La carne de burro en Chubut comenzó a comercializarse en Trelew como parte de un proyecto productivo que busca diversificar la actividad ganadera en la región. La iniciativa incluye la venta de distintos cortes y derivados, con el objetivo de posicionarse como una opción dentro del mercado local.
El precio es uno de los factores que explica su crecimiento. Actualmente, el kilo se comercializa alrededor de los $7.500, lo que la ubica por debajo de otros tipos de carne, en un contexto donde el costo de los alimentos impacta en las decisiones de consumo.
En cuanto a su presentación, se ofrece en formatos similares a los tradicionales, como cortes para asado, chorizos y opciones para preparaciones cotidianas. La propuesta apunta a integrarse a hábitos ya instalados en la región.
Sobre el sabor, desde el proyecto señalaron que “es muy similar a la carne vacuna”. Además, indicaron que se trata de una carne que puede adaptarse a diferentes formas de cocción.

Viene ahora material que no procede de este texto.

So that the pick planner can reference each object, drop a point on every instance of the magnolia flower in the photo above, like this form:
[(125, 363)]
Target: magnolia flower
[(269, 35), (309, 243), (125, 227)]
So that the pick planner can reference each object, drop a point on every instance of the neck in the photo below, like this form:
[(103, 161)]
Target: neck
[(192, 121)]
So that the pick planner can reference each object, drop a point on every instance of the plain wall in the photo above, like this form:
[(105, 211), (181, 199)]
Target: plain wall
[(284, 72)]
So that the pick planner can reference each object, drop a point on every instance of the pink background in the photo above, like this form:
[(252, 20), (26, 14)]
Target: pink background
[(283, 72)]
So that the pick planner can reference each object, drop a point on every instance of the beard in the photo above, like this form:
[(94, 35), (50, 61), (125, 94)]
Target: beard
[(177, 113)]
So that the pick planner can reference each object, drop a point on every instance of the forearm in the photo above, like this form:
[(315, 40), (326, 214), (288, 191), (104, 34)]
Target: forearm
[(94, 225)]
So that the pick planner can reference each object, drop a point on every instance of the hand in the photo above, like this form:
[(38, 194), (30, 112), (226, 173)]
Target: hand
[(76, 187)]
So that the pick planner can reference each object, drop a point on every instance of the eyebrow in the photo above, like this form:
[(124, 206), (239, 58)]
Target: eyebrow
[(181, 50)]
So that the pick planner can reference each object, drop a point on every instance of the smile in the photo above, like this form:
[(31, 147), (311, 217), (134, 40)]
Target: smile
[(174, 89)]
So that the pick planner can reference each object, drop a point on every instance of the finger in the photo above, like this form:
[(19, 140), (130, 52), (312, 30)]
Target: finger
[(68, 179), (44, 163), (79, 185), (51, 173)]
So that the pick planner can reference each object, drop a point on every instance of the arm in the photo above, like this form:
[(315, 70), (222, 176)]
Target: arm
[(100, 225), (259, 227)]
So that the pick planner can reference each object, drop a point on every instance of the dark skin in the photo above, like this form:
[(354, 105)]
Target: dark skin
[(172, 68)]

Producción y contexto en la Patagonia
El desarrollo de esta actividad se vincula con la situación del sector agropecuario en la Patagonia. La caída en la rentabilidad de la lana y las dificultades productivas impulsaron la búsqueda de nuevas alternativas.
En ese marco, el proyecto busca aprovechar las condiciones de los campos de la región, donde otras actividades ganaderas presentan limitaciones. La cría de burros aparece como una opción dentro de ese escenario.
Desde la iniciativa también remarcaron el valor nutricional del producto. En ese sentido, sostuvieron que “tiene proteínas y bajo contenido graso”.
A su vez, se organizaron degustaciones abiertas para acercar el producto a la comunidad. Estas instancias buscan reducir el rechazo inicial y promover su incorporación en la alimentación cotidiana.
Consumo, prejuicios y expansión
El crecimiento del consumo está atravesado por factores económicos y culturales. Por un lado, el precio más bajo favorece su elección. Por otro, persisten resistencias vinculadas a la percepción del animal.
La aceptación social es uno de los desafíos principales para el desarrollo del producto. El burro suele estar asociado a tareas rurales, lo que influye en la decisión de compra.
En paralelo, el proyecto también evalúa la producción de derivados con potencial de exportación, lo que ampliaría el alcance de la actividad más allá del mercado interno.
De esta manera, la carne de burro se posiciona como una alternativa dentro del esquema productivo de la Patagonia, en un escenario donde el consumo y la economía condicionan nuevas prácticas alimentarias.